Wednesday, April 29, 2015

Some thoughts on Heinz 2015 book chapters, parts 6-9

Continuing on from last time, where we read up through the discussion about constraints on strings, Heinz’s 2015 book chapter now gets into the constraints on maps between the underlying form and the observable form of a phonological string. As before, I found the more leisurely walk-through of the different ideas (complete with illustrative figures) quite accessible. The only gap in that respect for me as a non-phonologist was what an opaque map was, since Heinz mentions that opaque maps raise potential issues for the computational approach here. A quick googling pulled up some examples, but a brief concrete example would have been helpful.

On a more a contentful note, I found the compare and contrast with the optimality approach quite interesting. We have this great setup for some logically possible maps that are derivationally simple (e.g. “Sour Grapes”), and yet we find these maps unattested. Optimality has to add stuff in to take care of it, while the computational ontology Heinz presents neatly separates them out. Boom. Simple. 

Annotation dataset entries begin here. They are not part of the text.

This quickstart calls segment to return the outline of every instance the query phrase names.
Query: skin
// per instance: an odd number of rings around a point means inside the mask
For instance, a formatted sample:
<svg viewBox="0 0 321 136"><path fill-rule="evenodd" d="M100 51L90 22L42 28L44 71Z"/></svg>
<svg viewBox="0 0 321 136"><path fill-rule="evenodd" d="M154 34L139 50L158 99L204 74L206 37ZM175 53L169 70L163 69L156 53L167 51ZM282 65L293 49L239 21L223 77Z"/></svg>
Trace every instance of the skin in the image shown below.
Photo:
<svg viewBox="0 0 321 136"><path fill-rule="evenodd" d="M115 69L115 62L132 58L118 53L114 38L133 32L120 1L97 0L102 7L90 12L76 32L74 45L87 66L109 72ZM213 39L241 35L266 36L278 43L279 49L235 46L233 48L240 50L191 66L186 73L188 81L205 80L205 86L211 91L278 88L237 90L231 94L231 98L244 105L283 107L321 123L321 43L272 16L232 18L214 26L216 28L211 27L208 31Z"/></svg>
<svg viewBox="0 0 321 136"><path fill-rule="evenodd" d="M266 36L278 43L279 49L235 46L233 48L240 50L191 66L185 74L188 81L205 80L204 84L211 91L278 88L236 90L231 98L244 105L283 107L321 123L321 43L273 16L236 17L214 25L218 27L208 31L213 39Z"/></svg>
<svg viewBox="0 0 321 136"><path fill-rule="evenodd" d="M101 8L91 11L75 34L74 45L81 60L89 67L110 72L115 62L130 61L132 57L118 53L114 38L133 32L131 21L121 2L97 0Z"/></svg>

So then this leads me (as an acquisition person) to wondering what we can do with this learning-wise. Let’s say we have the set of phonological maps that occur in human language captured by a certain type of relationship (input-strictly local [ISL]) — there are some exceptions currently, but let’s say those get sorted out. Then, we also have some computational learnability results about how to learn these types of maps in the limit. Can I, as an acquisition modeler, then do something with those algorithms? Or do I need to develop other algorithms based off of those that do the same thing, only in plausible time limits? 

And let’s make this even more concrete, actually — suppose there are a set of maps capturing English phonology that we think children learn by a certain age. Suppose that we do the kind of analysis Heinz suggests and discover all these maps are ISL. What kind of learning algorithms should I model to see if children could learn the right maps from English child-directed data? Are the existing learnability algorithms the ones? Or do I need to adapt them somehow? Or is it more that they serve to show it’s possible, but they may bear no resemblance to the algorithms kids would actually have to use? Given Heinz’s comment at the end of part 5 about the link between algorithm and representation, I feel like the existing algorithms should be related to the ones kids approximate if that kind of link is there.

A few other thoughts: 

(1) Heinz points out the interesting dichotomy between tone maps and segment maps, where the tone maps allow more complex relationships. He mentions that this has been used to argue for modularity (where tones are in one module and segments are in the other, presumably), and that could very well be. What it also shows is that there isn’t just one restriction on the complexity in general — a more restrictive one occurs for segment maps but a less restrictive one occurs for tone maps. Why? Two thoughts: (1) Maybe the less restrictive one is the general abstract restriction, and something special happens for segments that further restricts it. This fits into the modularity explanation above. But (2) maybe it’s just chance that we haven’t found segment maps that violate the more restrictive restriction. If so, we wouldn’t need the modularity explanation since the difference between segment maps and tonal maps would just be, in effect, a sampling error (more samples if we had them would show segment maps that don’t follow that extra restriction). Caveat: I’m not sure how plausible this second idea is, given how many segment maps we have access to.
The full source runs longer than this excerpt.